1 Olivier Galland, Les jeunes, 6ème édition, collection Repères, la Découverte, 2002, p. 51.

Ce discours reflète encore une autre dimension très importante du binge-drinking et qui constitue le fondement même de notre analyse. En effet, Emma dit qu’elle a bu dans des soirées où elle s’ennuyait. Tellement la défonce constitue la norme principale dans certaines soirées étudiantes que ceux qui ne boivent pas s’y « ennuient » et semblent « ringards » qu’ils sont obligés de se « forcer » et « finalement faire semblant », sous le regard de la majorité dont la « tyrannie » s’exerce efficacement.

Une fois sortis du contexte festif, d’autres semblent même adhérer aux messages de prévention que pourtant, ils ignorent complètement pendant les soirées et, dénoncent explicitement les alcooliers :

– « Bref, les étudiants terrain déjà propice à la consommation sont encore plus poussés par des marques ravis de nous voir prendre des cuites, ne serait-ce pas là un jeu dangereux auquel tout le monde participe sans le savoir ? (Ou pire encore, en l’acceptant) ».

Cette argumentation anti-alcooliers est un paragraphe du texte publié dans son propre blog par Twitter qui, d’après les commentaires de Kinji et Laure (ses amis), participe activement au « jeu dangereux » qu’elle est entrain de dénoncer.

D’autres encore, à l’abri du groupe des « potes » reviennent sur les risques qu’ils ont pris, les problèmes qu’ils ont eus étant défoncés et manifestent en même temps des inquiétudes vis-à- vis de leurs études, leur santé et leur avenir.

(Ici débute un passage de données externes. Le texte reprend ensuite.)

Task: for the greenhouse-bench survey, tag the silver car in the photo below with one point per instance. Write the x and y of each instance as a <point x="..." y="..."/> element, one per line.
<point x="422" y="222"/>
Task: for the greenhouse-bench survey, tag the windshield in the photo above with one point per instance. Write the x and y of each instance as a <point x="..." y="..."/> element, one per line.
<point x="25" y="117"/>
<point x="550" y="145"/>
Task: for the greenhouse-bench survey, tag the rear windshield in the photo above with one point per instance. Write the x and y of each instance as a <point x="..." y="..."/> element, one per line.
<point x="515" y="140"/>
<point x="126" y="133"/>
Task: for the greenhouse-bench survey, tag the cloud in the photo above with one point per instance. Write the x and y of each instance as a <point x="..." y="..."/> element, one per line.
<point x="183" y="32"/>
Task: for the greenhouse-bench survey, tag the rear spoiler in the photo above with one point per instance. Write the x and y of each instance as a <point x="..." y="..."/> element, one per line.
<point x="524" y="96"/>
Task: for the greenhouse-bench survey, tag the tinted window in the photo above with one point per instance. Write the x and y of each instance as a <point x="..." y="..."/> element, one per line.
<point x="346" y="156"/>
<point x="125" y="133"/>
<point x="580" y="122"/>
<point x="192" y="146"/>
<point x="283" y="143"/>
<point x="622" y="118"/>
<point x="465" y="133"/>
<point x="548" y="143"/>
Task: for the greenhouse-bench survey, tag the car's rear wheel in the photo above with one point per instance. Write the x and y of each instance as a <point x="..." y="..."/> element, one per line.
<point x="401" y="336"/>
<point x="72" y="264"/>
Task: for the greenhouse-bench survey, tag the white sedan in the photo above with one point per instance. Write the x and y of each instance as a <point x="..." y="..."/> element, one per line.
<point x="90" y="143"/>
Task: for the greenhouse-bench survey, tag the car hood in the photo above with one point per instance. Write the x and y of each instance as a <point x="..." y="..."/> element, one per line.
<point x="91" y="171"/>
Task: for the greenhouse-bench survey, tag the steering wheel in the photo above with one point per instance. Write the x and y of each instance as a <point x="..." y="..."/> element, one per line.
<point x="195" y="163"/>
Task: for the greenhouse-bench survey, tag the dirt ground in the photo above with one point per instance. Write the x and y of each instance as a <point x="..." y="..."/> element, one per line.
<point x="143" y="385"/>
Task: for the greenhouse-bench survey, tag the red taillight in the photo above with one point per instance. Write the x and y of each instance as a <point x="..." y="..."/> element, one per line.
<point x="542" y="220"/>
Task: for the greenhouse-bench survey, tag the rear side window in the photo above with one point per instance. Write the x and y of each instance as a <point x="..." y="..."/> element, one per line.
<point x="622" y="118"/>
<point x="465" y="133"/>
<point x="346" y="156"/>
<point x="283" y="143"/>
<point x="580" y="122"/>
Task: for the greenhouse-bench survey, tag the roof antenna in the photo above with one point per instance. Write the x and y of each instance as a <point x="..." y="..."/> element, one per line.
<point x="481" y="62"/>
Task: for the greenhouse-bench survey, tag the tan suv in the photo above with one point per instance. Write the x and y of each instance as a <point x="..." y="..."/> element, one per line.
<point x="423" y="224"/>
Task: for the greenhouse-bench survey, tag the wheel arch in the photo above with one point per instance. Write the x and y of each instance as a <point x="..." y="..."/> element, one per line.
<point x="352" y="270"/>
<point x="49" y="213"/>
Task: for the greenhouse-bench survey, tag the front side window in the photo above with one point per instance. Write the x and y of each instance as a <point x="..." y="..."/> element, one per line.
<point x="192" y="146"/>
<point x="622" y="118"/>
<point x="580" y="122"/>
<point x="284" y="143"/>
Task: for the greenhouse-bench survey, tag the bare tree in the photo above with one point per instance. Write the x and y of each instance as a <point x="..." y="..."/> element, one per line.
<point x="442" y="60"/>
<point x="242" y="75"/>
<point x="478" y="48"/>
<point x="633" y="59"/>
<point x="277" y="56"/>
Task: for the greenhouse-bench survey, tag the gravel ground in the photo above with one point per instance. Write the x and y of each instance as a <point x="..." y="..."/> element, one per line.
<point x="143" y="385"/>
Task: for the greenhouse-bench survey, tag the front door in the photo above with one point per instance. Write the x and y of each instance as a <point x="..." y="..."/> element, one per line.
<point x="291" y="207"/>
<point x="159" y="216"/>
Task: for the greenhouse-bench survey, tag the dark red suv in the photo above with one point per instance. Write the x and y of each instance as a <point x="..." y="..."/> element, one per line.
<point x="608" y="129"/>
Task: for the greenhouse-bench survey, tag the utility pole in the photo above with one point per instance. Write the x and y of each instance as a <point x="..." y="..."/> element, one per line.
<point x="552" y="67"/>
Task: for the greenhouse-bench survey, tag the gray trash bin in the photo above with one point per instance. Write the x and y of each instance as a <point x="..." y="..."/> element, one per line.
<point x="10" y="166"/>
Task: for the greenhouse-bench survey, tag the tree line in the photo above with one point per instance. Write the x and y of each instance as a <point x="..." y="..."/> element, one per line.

C’est le cas de Clément, étudiant en première année de commerce à l’ESC Rouen qui, dans l’émission « Envoyé spécial » (France2, janvier 2007), montre devant la caméra la cicatrice qu’il s’est faite au front après « une chute lors d’une soirée trop arrosée ». Il aborde en même temps la question des rapports sexuels non protégés : « Le risque c’est plus par rapport aux filles. C’est-à-dire qu’on avait fait des conneries.

Le fait de pas se protéger par exemple, de se retrouver avec une fille dont on n’avait pas forcément l’envie de faire ce qu’on a fait ». « C’est clair, c’est très con », rajoute son ami Paul qui lui, s’inquiète pour ses cours parce qu’avec ses potes, il fait la fête et se défonce tous les week-ends et tous les mercredis.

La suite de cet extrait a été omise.